Does unity sand offer a better picture of marriage?

I’ve performed a lot of weddings. Most of them included a unity candle ceremony. 

The two candles up here represent the lives of______             and                           . As a symbol of the commitments that they have just made, they will each take a candle and light the center one.

Then they extinguish their own candles, allowing the center one to represent the union of their lives as one flesh.

“To bring joy and happiness to their home there must be the merging of these two lights into one. This is what our Lord meant when He said, ‘On this account a man shall leave his father and mother and be joined to his wife; and the two shall be one flesh.’: ‘Consequently,’ Jesus said, ‘they are no longer two but one.’”

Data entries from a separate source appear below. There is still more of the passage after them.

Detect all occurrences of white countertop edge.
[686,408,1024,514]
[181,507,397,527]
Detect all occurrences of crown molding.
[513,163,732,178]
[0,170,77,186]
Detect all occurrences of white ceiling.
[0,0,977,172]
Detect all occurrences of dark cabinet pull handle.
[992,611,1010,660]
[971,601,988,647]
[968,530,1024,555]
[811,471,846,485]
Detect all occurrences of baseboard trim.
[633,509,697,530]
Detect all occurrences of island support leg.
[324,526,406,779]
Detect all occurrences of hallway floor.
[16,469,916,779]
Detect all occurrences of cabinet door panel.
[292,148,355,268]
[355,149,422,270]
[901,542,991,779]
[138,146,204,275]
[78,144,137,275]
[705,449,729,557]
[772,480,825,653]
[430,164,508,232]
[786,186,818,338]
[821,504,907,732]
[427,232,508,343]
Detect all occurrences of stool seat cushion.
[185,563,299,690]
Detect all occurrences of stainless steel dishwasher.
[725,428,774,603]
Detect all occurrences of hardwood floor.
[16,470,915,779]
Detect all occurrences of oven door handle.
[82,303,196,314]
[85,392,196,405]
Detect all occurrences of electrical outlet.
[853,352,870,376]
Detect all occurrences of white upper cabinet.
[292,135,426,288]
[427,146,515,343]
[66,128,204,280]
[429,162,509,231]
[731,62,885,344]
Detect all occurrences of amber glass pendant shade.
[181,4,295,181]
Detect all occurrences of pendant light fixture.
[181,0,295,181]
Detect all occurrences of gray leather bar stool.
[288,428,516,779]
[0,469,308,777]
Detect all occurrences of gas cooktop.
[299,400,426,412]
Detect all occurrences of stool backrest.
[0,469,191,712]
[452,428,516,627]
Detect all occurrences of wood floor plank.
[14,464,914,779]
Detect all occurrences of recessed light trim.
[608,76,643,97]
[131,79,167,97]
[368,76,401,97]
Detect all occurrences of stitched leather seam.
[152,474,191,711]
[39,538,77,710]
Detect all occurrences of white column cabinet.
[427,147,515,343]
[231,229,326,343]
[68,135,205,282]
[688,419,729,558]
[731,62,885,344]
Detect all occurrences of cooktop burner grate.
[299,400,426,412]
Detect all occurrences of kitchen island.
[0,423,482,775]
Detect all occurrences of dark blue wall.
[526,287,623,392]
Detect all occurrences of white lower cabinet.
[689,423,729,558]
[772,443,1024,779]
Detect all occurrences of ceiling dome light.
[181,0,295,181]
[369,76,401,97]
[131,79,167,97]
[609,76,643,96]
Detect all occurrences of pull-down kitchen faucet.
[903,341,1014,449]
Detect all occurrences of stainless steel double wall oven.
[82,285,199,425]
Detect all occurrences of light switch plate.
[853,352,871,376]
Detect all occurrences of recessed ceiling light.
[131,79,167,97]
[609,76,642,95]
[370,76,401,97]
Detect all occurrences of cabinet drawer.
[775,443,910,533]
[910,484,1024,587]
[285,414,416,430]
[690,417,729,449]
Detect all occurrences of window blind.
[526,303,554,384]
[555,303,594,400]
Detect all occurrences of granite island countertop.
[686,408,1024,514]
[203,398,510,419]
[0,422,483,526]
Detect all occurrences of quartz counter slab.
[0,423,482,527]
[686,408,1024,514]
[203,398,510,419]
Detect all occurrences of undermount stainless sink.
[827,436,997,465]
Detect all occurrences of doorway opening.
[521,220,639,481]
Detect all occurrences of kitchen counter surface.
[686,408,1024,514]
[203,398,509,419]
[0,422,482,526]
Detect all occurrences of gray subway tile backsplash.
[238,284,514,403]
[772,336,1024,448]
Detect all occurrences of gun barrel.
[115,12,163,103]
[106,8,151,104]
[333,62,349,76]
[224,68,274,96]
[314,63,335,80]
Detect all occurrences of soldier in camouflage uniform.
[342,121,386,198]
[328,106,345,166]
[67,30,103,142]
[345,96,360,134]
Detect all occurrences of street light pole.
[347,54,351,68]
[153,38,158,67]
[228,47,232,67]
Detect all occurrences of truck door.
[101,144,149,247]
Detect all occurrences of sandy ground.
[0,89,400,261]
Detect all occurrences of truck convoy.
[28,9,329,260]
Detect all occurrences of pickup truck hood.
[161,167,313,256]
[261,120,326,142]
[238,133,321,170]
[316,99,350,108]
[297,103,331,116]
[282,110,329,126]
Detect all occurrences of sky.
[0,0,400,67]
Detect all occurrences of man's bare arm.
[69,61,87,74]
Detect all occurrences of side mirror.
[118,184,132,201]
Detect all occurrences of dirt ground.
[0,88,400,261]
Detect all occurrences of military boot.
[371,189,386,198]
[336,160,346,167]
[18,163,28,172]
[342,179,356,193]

“As this one light cannot be divided, neither shall their lives be divided, but be a testimony to their unity in the Lord Jesus Christ.”

In a recent wedding, the couple replaced the unity candle with unity sand. Since I had never guided (nor witnessed) this before, I had to give some thought to what it symbolized and what I would say.

Like the two candles, the two containers of sand with their different colors represent the lives of the bride and groom. When they each take their sand and take turns pouring their different colored sand into the center vase, the flowing sand and blending colors symbolize the uniting of two lives into one.

The remaining container of sand is a beautiful picture of the blending of two lives. The couple can carry this with them and display it as a reminder of the uniqueness each one brings to the marriage. 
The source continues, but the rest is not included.